The room lit up when she grinned and something inside him clicked on. He’d been living life in a dreary bubble and her smile had popped it fast. When was the last time he’d wanted to smile? He couldn’t remember.
“Lucky me. If you’re not so noble, what are you usually?”
“Usually...I’m a giant pain in the ass.” He could tell her to ask his friends, but he didn’t have too many friends. That sounded pretty damn pathetic even to him. He had an assistant, but the kid was too young to be a friend, and the guys at the gym had pretty much given up on any social time with him. Maybe working himself into the ground wasn’t the best way to live life, but it sure as hell beat thinking about his past.

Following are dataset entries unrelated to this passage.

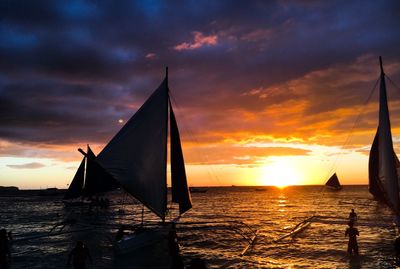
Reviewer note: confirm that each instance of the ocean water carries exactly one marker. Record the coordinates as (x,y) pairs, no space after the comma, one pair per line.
(216,229)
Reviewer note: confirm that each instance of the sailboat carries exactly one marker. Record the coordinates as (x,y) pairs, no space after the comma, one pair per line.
(383,162)
(137,158)
(90,179)
(333,183)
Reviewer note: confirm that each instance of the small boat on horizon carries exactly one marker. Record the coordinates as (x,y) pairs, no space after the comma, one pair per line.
(198,189)
(90,180)
(333,183)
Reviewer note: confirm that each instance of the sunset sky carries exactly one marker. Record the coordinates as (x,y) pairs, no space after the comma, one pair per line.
(265,92)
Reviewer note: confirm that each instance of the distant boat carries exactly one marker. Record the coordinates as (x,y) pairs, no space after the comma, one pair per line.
(333,183)
(137,158)
(383,162)
(260,189)
(90,179)
(198,190)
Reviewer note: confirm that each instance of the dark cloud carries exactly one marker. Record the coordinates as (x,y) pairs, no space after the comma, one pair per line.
(69,71)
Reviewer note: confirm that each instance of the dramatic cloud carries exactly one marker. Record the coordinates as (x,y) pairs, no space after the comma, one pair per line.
(199,41)
(239,72)
(26,166)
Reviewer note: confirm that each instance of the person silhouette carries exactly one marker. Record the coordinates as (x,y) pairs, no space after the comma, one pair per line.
(5,254)
(173,248)
(352,233)
(79,254)
(353,216)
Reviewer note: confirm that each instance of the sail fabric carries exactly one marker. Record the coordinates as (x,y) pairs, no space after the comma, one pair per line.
(137,155)
(333,181)
(97,180)
(375,186)
(387,162)
(76,186)
(180,190)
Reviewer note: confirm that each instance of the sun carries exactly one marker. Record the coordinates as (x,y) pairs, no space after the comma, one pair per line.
(280,174)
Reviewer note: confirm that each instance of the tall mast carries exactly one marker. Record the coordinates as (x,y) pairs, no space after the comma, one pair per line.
(166,148)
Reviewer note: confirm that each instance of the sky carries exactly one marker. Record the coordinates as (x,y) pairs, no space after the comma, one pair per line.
(265,92)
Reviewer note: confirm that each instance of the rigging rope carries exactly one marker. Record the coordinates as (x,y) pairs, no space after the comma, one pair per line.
(347,141)
(193,139)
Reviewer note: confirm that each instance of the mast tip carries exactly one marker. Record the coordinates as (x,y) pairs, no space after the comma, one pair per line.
(381,64)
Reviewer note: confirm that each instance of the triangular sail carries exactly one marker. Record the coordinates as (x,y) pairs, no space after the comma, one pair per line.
(333,182)
(180,190)
(137,155)
(375,186)
(387,162)
(97,180)
(75,188)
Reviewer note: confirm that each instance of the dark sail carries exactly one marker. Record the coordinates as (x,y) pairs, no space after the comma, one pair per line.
(97,180)
(180,190)
(137,154)
(333,182)
(375,186)
(387,163)
(76,186)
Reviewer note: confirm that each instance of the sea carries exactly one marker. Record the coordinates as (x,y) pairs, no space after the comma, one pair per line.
(217,229)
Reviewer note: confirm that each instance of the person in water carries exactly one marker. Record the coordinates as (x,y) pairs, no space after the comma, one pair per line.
(397,249)
(173,248)
(352,233)
(5,254)
(353,216)
(79,254)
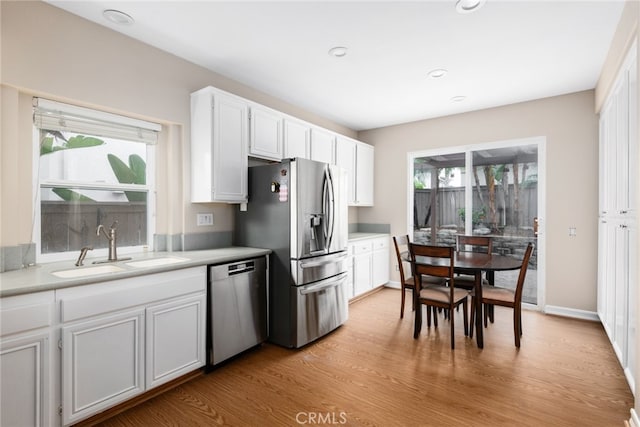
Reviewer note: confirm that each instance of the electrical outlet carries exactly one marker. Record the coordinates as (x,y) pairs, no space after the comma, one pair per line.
(204,219)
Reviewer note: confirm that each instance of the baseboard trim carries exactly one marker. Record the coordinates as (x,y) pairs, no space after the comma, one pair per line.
(549,309)
(571,312)
(634,421)
(394,285)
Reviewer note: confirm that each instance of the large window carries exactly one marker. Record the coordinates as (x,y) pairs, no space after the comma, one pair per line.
(489,189)
(94,169)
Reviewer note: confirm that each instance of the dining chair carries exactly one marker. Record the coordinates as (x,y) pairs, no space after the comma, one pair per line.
(472,244)
(504,297)
(436,261)
(401,244)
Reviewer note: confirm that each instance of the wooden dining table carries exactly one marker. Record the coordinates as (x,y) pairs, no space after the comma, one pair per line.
(474,263)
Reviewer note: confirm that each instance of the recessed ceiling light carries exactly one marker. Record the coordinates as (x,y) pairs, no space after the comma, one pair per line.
(437,73)
(338,51)
(468,6)
(117,17)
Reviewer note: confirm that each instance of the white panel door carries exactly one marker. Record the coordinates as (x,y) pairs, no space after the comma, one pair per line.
(322,145)
(24,370)
(175,339)
(346,159)
(230,160)
(265,136)
(102,363)
(296,139)
(364,174)
(380,258)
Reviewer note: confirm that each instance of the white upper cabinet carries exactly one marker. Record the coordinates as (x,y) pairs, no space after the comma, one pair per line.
(265,138)
(322,145)
(346,159)
(219,162)
(618,225)
(296,139)
(364,174)
(227,129)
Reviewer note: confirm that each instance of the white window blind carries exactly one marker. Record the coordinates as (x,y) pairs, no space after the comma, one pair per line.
(53,115)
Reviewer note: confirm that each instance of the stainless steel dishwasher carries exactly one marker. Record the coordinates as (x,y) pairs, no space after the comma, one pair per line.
(237,307)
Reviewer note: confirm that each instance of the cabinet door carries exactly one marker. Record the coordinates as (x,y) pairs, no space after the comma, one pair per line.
(296,139)
(346,159)
(175,339)
(24,369)
(230,161)
(102,363)
(380,274)
(265,134)
(322,143)
(361,273)
(364,174)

“I don’t believe you.” Her grin turned her face from pretty to stunning. She didn’t need an ounce of makeup to make a man hard. He still had to get used to her new hair color too. The honey blond softened her features, made her blue eyes sharper and rendered her that much more attractive. At the moment, the thick blond mass was secured in a ponytail and made her look like a co-ed. “Giant pains in the ass very rarely recognize that trait. That’s one of the things that make them giant pains in the ass.” She lifted one arched eyebrow.
He grinned again. Apparently she didn’t need a script to be funny. She’d kept her sense of humor while bleeding out on the red carpet too. That trick alone deserved serious recognition.
“For the record, I’m going out on a limb to say you are anything but a pain, but since I don’t know you very well, I’ll reserve the right to backpedal.” Her eyes sparkled with humor.
“Sounds like a good plan,” he agreed with a nod.
She watched him for a few seconds, and it dawned on him that she’d left the door open wide for an invitation. He had an opportunity to get to know her better. The idea sounded as appealing as it was dangerous. At any other time or under nearly any other circumstances, he might have jumped at the chance, but with his current assignment, there was no way in hell to walk through this door. It was way past time to go back to his room. Stopping here may have been instinctual, but also amazingly stupid. He’d been doing laps around the floor
and had been ready to drop by the time he got to her room. He’d had no idea she’d been down the hall the whole time. He pulled his legs up, ready to leave.
“Wait,” she said. “You’re not going are you? You just got here.”
“Yeah...” Troy said. “I don’t want to take up all your time.”
She snorted. “Oh, right. Because I’m so busy, having my pulse taken every twenty minutes.” She rolled her eyes. “Please. Stay. Unless you don’t want to,” she added.
Oh, he definitely wanted to, but he hoped he had more smarts than that.
“So, were you nominated the other night? Or working the event?”
“Nominated?” That suggestion surprised him. At thirty-six he was definitely past the prime of a professional athlete.
She blushed and the color chased away the hospital pallor of her complexion. “It’s possible,” she said a little defensively. “But even the staff wear tuxes so it’s hard to differentiate sometimes.” She waited for his response.
He clearly didn’t possess the smarts he thought he had because he stayed rooted to his spot. “No, I wasn’t nominated.”
She waited, and when he didn’t fill in any blanks, she lifted knowing eyebrows. “The silent type, are you? You’re one of those guys who don’t elaborate. You just answer the question and leave it at that. No extras?”
She wasn’t the first to call him on it. How many girlfriends had given up on him because of his silence, his refusal to open up? Imagine if any of them had known he’d actually gone months without uttering a word when he was a kid. Having learned to give the facts and only the facts starting at a very young age, he lifted the hand not in a sling and let the gesture say it all.
She laughed. “Okay. I can play this game.” She pointed her finger in his general direction. He’d seen the same mannerism on television but always thought it was the character she played. She seemed in the mood to grill him. He saw it coming a mile away. He shouldn’t have looked into the room as he’d walked by. It had been an accident, yes, but one that might get him into a ton of trouble. He couldn’t afford to get made by Julie Fraser.